O que é e para o que serve o DANFE?
O DANFE (Documento Auxiliar da Nota Fiscal Eletrônica) é uma representação simplificada da NF-e. Tem as seguintes funções:

- conter a chave numérica com 44 posições para consulta das informações da Nota Fiscal Eletrônica (Chave de Acesso);
- acompanhar a mercadoria em trânsito, fornecendo informações básicas sobre a operação em curso (emitente, destinatário, valores, etc);
- Auxiliar na escrituração das operações documentadas por NF-e, no caso do destinatário não ser contribuinte credenciado a emitir NF-e.

Características do DANFE:

- O DANFE deve ser impresso pelo vendedor da mercadoria antes da circulação da mesma;

- O DANFE somente poderá ser utilizado para transitar com as mercadorias após a concessão da Autorização de Uso da respectiva NF-e;

- Quando a legislação tributária exigir a utilização específica de vias adicionais das Notas Fiscais, modelo 1 ou 1-A, o contribuinte credenciado a emitir NF-e deverá imprimir o DANFE em tantas cópias quantas forem necessárias para atender à exigência, sendo todas elas consideradas originais;

- Deverá ser impresso em papel comum, exceto papel jornal, no tamanho mínimo A4 (210 x 297 mm) e máximo ofício 2 (230 x 330 mm), podendo ser utilizadas folhas soltas, Formulário de Segurança para Impressão de Documento Auxiliar de Documento Fiscal Eletrônico (FS-DA), formulário contínuo ou formulário pré-impresso;

- O DANFE poderá conter outros elementos gráficos, desde que não prejudiquem a leitura do seu conteúdo ou do código de barras por leitor óptico;

- É permitido o deslocamento do comprovante de entrega, na forma de canhoto destacável, da extremidade inferior para a lateral direita ou para a extremidade superior do DANFE;

- A aposição de carimbos no DANFE, quando do trânsito da mercadoria, deverá ser feita em seu verso;

- Poderão ser impressas, no verso do DANFE, informações complementares de interesse do emitente, hipótese em que deverá ser reservado espaço de, no mínimo, 10 x 15 cm, em qualquer sentido, para atendimento ao disposto acima;

- A Secretaria da Fazenda poderá, por regime especial, autorizar o contribuinte a alterar o leiaute do DANFE previsto em Ato Cotepe, para adequá-lo às operações por ele praticadas, desde que mantidos os campos obrigatórios da NF-e que constem no DANFE.

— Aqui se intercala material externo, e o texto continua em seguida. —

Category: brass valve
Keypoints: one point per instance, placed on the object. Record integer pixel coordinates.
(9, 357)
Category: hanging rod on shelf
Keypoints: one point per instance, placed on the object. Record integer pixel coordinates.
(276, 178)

A emissão do DANFE é feita por um sistema individual? Como emitir o DANFE?
Para que não haja nenhuma divergência entre o DANFE e a NF-e, o ideal é que o DANFE seja impresso pelo mesmo sistema gerador da NF-e. Não poderá haver divergências entre a NF-e e sua representação gráfica (DANFE).

O DANFE pode ser impresso em papel comum. Neste caso como fica a questão da segurança do DANFE?
A segurança do sistema não é do DANFE em si, mas sim da NF-e a que ele se refere. A chave contida no DANFE é que permitirá, através de consulta no ambiente SEFAZ, verificar se aquela operação está ou não regularmente documentada por documento fiscal hábil (NF-e) e a que operação este documento eletrônico se refere.

A regra geral é que o emitente e o destinatário deverão manter em arquivo digital as NF-e pelo prazo estabelecido na legislação tributária para a guarda dos documentos fiscais, devendo ser apresentadas à administração tributária, quando solicitado. Assim, o emitente e o destinatário deverão armazenar apenas o arquivo digital.

No caso da empresa destinatária das mercadorias e da NF-e, emitente de NF-e, ela não precisará, portanto, guardar o DANFE (pois está obrigada a receber a NF-e), devendo guardar apenas o arquivo digital recebido.

Reforçamos que o destinatário sempre deverá verificar a validade da assinatura digital e a autenticidade do arquivo digital da NF-e, e a concessão da Autorização de Uso da NF-e.

Certificação Digital

Que tipo de certificado digital minha empresa deverá adquirir para assinar as notas fiscais eletrônicas?
O certificado digital utilizado na Nota Fiscal Eletrônica deverá ser adquirido junto à Autoridade Certificadora credenciada pela Infra-estrutura de Chaves Públicas Brasileira – ICP-Brasil, devendo conter o CNPJ de qualquer dos estabelecimentos do contribuinte. Para mais informações clique aqui.
Caso minha empresa possua vários estabelecimentos que irão emitir NF-e, será necessário adquirir um certificado digital para cada estabelecimento?
Não, a empresa poderá optar em utilizar o certificado digital contendo o CNPJ do estabelecimento que é contratante do NotaNet.